Repository files navigation

post

post is a program for processing structured data files in bulk.

It was originally intended as an automation tool for generating LaTeX graphs from functionObject data generated by OpenFOAM® simulations, but has since evolved such that it can be used as a general structured data processor with optional graph generation support.

It's primary use is processing and formatting data spread over multiple files and/or archives. The main benefit being that the entire process is defined through one or more YAML formatted run files, hence, automating data processing pipelines is fairly simple, while no programming is necessary.

Contents

Installation

If Go is installed locally, the following command will compile and install the latest version of post:

$ go install github.com/Milover/post@latest

Precompiled binaries for Linux, Windows and Mac OS (Apple silicon) are also available under releases.

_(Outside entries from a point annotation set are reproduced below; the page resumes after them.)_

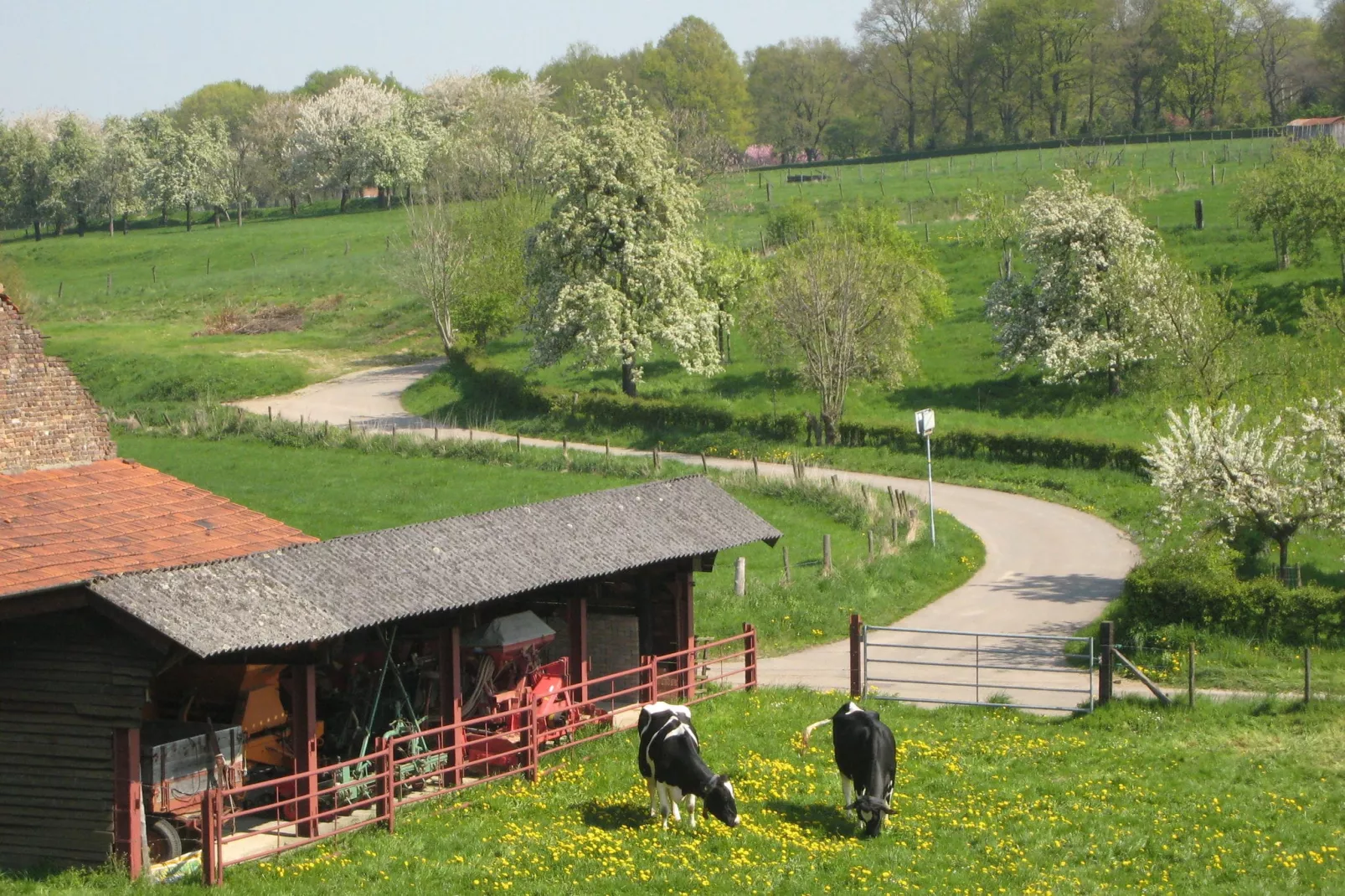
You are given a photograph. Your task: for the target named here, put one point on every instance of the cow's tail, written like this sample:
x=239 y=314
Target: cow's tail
x=807 y=732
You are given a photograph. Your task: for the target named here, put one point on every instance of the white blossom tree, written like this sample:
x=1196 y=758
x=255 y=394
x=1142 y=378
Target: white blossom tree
x=1218 y=467
x=121 y=168
x=357 y=133
x=615 y=266
x=1090 y=303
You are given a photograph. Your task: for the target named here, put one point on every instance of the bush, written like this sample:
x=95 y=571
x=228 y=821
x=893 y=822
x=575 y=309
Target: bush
x=1201 y=588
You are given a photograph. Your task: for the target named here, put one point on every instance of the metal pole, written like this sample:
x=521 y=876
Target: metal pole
x=934 y=540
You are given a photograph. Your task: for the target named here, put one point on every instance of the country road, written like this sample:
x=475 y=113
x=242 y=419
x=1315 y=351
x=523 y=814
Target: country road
x=1049 y=569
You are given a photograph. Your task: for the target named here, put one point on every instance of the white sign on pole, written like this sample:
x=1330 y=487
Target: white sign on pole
x=925 y=427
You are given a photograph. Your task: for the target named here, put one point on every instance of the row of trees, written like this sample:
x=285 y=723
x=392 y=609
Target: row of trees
x=230 y=146
x=935 y=73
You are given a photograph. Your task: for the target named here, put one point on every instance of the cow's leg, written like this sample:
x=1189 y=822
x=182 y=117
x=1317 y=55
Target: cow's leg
x=663 y=802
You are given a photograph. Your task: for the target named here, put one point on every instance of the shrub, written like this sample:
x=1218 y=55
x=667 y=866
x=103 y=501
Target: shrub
x=1201 y=588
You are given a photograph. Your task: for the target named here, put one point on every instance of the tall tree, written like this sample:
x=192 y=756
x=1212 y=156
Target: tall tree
x=615 y=265
x=849 y=303
x=798 y=88
x=892 y=35
x=697 y=78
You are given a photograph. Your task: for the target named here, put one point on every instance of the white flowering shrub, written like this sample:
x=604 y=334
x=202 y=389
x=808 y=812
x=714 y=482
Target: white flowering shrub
x=1090 y=306
x=1218 y=468
x=615 y=266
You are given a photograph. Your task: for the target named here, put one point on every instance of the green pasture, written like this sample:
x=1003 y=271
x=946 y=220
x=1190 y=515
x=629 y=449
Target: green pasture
x=332 y=492
x=1235 y=798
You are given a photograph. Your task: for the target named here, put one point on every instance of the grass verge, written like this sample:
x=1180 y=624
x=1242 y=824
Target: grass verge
x=1235 y=798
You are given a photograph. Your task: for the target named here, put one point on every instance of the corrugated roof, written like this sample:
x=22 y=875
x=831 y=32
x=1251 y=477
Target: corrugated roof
x=75 y=523
x=314 y=592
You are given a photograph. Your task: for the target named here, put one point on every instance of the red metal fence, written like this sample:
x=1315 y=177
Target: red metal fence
x=266 y=818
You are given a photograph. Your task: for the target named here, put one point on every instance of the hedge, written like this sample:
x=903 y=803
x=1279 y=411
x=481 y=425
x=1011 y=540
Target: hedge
x=1198 y=591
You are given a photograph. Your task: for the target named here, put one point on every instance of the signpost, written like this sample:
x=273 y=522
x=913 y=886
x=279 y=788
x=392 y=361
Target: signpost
x=925 y=425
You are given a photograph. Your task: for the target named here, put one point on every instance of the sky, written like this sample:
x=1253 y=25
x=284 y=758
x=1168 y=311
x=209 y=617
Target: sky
x=124 y=57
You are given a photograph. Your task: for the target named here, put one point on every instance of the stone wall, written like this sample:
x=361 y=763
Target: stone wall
x=46 y=416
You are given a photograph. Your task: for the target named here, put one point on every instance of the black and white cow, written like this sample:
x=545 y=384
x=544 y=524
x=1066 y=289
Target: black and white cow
x=670 y=762
x=867 y=758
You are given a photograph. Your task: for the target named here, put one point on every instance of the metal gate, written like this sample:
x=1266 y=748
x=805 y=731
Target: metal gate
x=976 y=667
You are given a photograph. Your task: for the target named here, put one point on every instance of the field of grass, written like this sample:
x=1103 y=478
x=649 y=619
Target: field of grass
x=332 y=492
x=1238 y=798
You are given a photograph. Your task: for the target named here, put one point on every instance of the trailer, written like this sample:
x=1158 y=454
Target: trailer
x=178 y=762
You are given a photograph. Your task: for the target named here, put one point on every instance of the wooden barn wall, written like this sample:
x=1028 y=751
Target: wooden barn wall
x=66 y=680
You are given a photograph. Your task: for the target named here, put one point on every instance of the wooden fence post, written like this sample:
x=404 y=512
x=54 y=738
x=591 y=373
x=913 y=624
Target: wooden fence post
x=1191 y=674
x=856 y=657
x=750 y=656
x=1105 y=662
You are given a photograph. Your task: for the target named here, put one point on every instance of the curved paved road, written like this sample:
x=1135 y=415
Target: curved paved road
x=1049 y=569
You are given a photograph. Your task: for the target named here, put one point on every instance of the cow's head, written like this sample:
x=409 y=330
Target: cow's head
x=720 y=802
x=870 y=810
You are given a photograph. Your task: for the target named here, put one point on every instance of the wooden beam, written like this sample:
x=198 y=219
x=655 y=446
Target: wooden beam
x=126 y=800
x=303 y=725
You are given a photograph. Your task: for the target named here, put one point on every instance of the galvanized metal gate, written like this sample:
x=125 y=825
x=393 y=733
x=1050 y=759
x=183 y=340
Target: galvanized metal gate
x=976 y=667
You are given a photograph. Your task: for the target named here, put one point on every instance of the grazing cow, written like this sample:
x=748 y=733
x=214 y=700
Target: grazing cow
x=670 y=762
x=867 y=758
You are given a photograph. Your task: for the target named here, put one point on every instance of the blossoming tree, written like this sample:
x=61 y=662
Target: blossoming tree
x=1218 y=467
x=1098 y=280
x=615 y=266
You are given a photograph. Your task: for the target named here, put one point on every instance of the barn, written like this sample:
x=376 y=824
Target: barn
x=1313 y=128
x=143 y=619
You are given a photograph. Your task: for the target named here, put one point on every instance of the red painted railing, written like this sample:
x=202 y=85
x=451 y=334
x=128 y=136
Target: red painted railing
x=266 y=818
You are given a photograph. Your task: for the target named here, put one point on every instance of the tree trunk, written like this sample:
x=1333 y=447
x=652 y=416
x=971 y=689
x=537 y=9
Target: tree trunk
x=628 y=385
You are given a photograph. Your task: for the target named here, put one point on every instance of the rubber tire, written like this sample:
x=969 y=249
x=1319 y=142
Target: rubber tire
x=164 y=841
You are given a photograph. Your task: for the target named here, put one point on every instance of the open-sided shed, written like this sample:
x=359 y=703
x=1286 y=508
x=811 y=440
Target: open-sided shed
x=611 y=572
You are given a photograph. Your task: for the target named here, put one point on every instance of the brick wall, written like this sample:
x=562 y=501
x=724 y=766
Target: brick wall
x=46 y=416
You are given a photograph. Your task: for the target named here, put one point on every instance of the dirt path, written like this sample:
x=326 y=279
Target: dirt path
x=1049 y=569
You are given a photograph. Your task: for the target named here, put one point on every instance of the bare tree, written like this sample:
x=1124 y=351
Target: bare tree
x=432 y=264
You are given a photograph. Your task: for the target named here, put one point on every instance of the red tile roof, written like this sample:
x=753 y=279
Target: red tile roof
x=75 y=523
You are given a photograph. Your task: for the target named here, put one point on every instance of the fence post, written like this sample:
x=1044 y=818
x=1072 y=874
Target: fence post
x=1307 y=674
x=389 y=787
x=856 y=657
x=750 y=656
x=209 y=869
x=1105 y=662
x=1191 y=674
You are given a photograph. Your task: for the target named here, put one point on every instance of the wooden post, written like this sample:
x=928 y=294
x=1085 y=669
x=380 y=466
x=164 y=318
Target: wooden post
x=856 y=657
x=1105 y=662
x=1191 y=674
x=303 y=721
x=750 y=656
x=451 y=700
x=128 y=800
x=577 y=623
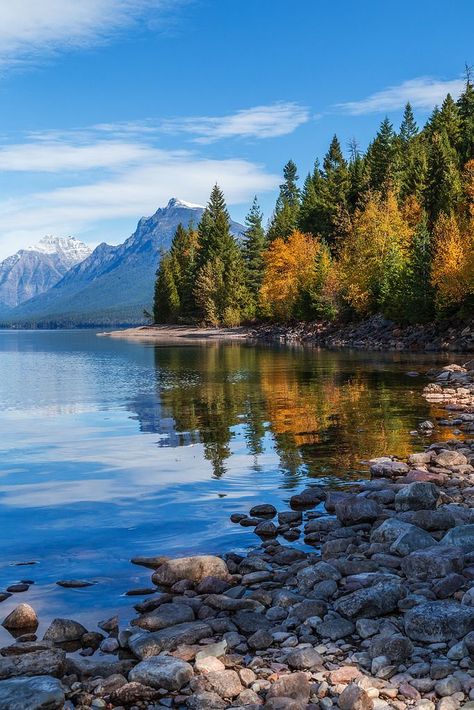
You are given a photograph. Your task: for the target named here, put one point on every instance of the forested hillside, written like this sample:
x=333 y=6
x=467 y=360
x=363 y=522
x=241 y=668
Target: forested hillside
x=387 y=231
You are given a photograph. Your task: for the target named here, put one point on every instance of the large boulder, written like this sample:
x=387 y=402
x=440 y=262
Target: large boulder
x=193 y=568
x=439 y=621
x=437 y=561
x=40 y=693
x=461 y=536
x=370 y=602
x=417 y=496
x=162 y=672
x=357 y=509
x=151 y=644
x=166 y=615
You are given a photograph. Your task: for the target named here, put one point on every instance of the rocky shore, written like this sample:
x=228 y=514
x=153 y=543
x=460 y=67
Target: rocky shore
x=375 y=611
x=375 y=333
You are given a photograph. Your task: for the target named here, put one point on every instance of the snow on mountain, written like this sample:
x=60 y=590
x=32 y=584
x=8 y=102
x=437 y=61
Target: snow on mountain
x=114 y=283
x=34 y=270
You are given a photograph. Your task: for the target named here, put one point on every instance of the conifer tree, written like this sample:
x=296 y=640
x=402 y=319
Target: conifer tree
x=382 y=157
x=254 y=245
x=466 y=113
x=285 y=216
x=443 y=184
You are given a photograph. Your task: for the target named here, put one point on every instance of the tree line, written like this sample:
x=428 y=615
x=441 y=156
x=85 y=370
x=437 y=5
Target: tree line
x=387 y=231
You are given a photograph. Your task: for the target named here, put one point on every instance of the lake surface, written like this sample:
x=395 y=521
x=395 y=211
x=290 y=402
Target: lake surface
x=113 y=448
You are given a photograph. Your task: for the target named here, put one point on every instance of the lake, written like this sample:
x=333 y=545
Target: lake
x=112 y=448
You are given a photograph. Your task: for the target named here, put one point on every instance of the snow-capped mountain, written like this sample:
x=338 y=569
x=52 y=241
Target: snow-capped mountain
x=36 y=269
x=114 y=283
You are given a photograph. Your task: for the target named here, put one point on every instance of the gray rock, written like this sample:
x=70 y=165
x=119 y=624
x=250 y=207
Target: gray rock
x=461 y=536
x=431 y=562
x=370 y=603
x=411 y=540
x=417 y=496
x=162 y=672
x=193 y=568
x=37 y=663
x=357 y=509
x=40 y=693
x=266 y=510
x=151 y=644
x=166 y=615
x=64 y=630
x=439 y=621
x=23 y=616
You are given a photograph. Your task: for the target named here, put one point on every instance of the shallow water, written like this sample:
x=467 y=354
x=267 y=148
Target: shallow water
x=112 y=448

Finally, post can also be built from source, assuming Go is available locally, by running the following commands:

$ git clone https://github.com/Milover/post
$ cd post
$ go install

CLI usage

Usage:

post [run file] [flags]
post [command]

Available Commands:

completion  Generate the autocompletion script for the specified shell
graphfile   Generate graph file stub(s)
help        Help about any command
runfile     Generate a run file stub

Flags:

    --dry-run             check runfile syntax and exit
-h, --help                help for post
    --log-mem             log memory usage at the end of each pipeline
    --no-graph            don't write or generate graphs
    --no-graph-generate   don't generate graphs
    --no-graph-write      don't write graph files
    --no-output           don't output data
    --no-process          don't process data
    --only-graphs         only write and generate graphs, skip input, processing and output
    --skip strings        a list of pipeline IDs to be skipped during processing
-v, --verbose             verbose log output

Run file structure

post is controlled by a run file in YAML format file supplied as a CLI parameter. The run file usually consists of a list of pipelines, each defining 4 sections: input, process, output and graph. The input section defines input files and formats from which data is read; the process section defines operations which are applied to the data; the output section defines how the processed data will be output/stored; and the graph section defines how the data will be graphed.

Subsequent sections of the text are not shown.